We need direct popular election of the president, as of all other officials. We need nationwide direct proportional representation by population for our national legislature. That means that the U.S. Senate needs to be completely revamped, if not abolished. The principle we adhere to in general is that all votes are of equal weight. In the Senate, the vote of a Wyoming citizen is worth nearly 70 times that of one in California. This has consequences.

In 2010, the Senate was Democratic.
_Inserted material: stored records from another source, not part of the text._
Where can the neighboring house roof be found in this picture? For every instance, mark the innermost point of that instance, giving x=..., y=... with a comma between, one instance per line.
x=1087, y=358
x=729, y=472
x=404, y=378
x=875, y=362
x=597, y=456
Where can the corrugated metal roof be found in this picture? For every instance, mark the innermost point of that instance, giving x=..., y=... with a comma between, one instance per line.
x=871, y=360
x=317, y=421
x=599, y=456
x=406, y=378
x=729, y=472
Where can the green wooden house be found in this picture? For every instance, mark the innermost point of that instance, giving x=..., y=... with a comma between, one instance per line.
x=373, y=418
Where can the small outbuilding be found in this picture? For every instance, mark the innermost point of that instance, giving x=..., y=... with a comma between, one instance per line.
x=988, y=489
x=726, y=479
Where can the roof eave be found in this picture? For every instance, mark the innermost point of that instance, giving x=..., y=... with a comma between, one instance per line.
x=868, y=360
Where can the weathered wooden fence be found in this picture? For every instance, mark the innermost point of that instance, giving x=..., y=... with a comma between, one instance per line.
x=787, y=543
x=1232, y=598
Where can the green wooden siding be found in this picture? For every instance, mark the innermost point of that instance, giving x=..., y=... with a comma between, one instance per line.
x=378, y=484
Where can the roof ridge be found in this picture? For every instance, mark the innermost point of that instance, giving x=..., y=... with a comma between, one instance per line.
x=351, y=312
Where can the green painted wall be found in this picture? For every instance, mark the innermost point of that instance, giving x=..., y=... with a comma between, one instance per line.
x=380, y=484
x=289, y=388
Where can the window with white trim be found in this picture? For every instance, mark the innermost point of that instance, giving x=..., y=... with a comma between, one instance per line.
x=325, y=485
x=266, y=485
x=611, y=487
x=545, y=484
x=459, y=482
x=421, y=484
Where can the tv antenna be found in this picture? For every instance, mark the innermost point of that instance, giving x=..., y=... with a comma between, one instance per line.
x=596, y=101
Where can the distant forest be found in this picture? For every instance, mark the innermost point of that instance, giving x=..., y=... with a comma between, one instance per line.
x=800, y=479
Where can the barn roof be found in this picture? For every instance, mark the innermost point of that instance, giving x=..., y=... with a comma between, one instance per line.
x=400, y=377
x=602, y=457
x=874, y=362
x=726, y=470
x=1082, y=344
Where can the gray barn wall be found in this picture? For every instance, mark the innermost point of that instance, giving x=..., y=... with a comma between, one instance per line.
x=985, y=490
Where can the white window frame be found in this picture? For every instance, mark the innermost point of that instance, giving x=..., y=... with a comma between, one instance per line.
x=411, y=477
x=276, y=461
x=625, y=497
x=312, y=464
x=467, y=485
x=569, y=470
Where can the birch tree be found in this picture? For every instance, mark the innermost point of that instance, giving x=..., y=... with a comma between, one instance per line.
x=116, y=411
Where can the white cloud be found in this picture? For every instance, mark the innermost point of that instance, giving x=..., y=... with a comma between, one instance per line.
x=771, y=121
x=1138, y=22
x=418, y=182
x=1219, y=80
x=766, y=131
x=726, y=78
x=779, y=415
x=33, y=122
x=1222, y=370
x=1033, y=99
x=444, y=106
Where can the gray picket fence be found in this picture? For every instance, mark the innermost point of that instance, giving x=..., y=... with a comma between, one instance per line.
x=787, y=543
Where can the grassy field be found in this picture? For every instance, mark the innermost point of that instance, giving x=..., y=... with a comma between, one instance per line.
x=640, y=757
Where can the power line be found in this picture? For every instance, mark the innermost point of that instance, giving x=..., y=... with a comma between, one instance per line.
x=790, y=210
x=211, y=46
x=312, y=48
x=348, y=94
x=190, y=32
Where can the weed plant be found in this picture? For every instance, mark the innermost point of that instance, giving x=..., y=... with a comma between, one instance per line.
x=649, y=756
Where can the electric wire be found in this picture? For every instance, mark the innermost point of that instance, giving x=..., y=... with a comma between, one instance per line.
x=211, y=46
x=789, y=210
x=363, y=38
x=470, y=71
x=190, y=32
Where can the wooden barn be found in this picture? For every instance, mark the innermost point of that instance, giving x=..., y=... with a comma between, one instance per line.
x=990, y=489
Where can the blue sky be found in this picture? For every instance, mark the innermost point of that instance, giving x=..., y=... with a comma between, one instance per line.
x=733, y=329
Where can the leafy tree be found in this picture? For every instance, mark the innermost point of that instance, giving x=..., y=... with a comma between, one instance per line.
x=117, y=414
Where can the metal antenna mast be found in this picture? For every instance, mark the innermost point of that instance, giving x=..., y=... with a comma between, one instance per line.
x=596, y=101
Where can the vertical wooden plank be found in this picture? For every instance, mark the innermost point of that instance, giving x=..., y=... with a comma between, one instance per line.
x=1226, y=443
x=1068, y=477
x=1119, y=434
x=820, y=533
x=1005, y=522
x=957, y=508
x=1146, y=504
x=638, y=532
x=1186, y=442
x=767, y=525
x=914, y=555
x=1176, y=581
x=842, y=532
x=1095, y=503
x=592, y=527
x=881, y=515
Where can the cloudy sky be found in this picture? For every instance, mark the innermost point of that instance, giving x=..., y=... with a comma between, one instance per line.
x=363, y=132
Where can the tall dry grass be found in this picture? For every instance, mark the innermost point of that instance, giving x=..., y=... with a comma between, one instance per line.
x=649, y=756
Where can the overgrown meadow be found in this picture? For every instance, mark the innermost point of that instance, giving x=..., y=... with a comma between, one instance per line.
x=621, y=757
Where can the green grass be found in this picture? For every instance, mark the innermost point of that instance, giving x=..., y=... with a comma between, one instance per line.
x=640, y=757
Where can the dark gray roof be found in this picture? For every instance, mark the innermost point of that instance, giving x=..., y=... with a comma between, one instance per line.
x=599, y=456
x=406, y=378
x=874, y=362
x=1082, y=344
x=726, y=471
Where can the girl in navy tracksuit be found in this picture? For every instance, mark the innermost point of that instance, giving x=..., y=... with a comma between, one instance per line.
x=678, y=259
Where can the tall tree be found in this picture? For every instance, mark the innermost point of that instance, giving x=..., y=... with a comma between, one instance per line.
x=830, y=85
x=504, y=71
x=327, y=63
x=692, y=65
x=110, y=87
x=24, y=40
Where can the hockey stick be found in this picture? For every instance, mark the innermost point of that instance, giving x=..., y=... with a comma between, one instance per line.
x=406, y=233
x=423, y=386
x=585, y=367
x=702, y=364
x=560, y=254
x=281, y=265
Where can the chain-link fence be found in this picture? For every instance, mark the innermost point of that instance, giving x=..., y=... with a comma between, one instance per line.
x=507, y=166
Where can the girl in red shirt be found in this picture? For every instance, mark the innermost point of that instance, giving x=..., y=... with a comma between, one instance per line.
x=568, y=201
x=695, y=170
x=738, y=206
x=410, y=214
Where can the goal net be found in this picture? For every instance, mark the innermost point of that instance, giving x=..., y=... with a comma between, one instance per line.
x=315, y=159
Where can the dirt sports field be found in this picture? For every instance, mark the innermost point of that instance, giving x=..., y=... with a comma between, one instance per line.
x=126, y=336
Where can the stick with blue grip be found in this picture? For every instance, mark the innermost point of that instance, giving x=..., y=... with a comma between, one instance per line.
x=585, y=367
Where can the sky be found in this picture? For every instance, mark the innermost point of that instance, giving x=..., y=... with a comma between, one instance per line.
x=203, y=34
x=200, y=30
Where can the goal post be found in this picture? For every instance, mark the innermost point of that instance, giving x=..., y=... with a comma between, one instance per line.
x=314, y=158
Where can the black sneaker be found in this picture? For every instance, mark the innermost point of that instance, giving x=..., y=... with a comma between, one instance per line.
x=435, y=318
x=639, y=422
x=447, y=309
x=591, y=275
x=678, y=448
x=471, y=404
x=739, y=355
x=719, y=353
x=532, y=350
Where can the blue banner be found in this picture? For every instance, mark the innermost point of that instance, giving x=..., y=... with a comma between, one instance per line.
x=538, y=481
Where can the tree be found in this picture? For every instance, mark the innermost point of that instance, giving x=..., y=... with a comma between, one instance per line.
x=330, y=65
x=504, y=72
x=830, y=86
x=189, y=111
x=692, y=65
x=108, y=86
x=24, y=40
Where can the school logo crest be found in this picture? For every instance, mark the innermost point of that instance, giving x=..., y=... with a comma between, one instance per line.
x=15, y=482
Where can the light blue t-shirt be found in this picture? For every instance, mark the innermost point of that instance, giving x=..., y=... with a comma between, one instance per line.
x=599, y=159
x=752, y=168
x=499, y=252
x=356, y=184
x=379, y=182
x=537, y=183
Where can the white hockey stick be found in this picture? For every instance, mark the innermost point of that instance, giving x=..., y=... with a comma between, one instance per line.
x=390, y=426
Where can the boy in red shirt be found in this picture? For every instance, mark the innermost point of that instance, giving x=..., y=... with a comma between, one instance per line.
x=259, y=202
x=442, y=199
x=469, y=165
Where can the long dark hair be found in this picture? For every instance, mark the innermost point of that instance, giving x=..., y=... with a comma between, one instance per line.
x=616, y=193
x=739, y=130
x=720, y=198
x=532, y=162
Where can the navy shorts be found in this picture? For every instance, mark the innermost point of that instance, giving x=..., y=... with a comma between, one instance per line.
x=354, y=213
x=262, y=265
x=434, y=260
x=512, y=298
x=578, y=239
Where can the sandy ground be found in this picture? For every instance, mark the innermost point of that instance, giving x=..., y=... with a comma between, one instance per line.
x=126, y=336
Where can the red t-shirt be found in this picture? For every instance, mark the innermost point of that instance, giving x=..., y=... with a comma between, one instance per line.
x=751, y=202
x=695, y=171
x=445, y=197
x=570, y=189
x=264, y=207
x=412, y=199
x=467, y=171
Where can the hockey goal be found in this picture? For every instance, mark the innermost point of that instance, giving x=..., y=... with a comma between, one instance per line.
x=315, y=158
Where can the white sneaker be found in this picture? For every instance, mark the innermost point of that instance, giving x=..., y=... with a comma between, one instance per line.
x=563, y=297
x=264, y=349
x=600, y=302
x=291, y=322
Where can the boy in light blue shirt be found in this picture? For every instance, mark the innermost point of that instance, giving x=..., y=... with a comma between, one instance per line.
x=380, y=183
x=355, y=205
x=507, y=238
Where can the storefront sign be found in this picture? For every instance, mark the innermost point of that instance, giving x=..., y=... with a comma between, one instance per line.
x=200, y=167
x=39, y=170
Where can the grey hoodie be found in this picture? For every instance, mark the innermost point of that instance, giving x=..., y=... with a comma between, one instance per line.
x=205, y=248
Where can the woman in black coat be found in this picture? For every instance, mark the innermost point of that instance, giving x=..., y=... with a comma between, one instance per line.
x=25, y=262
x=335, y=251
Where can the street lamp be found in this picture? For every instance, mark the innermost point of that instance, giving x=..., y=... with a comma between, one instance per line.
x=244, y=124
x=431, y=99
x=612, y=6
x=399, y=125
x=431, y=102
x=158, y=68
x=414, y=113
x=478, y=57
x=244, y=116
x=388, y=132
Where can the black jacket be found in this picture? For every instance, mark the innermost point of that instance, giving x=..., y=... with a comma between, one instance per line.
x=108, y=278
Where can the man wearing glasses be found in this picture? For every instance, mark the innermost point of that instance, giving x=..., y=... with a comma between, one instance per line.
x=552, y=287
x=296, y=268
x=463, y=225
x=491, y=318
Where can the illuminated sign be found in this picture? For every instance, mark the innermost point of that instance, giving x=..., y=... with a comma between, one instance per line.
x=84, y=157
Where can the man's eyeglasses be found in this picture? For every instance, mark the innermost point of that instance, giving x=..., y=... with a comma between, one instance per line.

By 2014, it had turned Republican, even though nearly 60 percent of all Senate votes cast nationwide in that period were for Democratic candidates. This is not only undemocratic but racist. Smaller states tend to be more homogeneous in population, so that Blacks, Latinos and other minority groups are additionally disadvantaged in the Senate. The Senate also has the exclusive privilege of appointing federal judges and Cabinet officers, thus extending its exclusive sway into the other branches of government.

The politicization of the courts is nothing new, but it has been elevated into a deliberate weapon of late. This has given conservatives a preponderant and permanent advantage in government as a whole. Conservatives are certainly entitled to their voice on a level electoral playing field. They are not entitled to dominion. The Supreme Court itself is the most undemocratic institution in the land. The Constitution nowhere stipulates a power in the Court to overturn legislation, but the Founding Fathers in effect acquiesced in such a power when Chief Justice John Marshall covertly assumed it.

If the court finds a statute or practice unconstitutional, its duty should simply be to advise the Congress of its opinion. To give nine persons, unelected by the public and with lifelong tenure, the power to alter or negate the will of the people through their elected representatives is the negation of democracy itself. From Dred Scott to Citizens United, the deadly mischief this can do is apparent. Our Constitution served an 18th century world. Much amended, most often in a more democratic direction, it needs now to be rethought. That will be the best way to honor it today, and to give us a government of, by, and for the people in the only way it can truly be had — equally.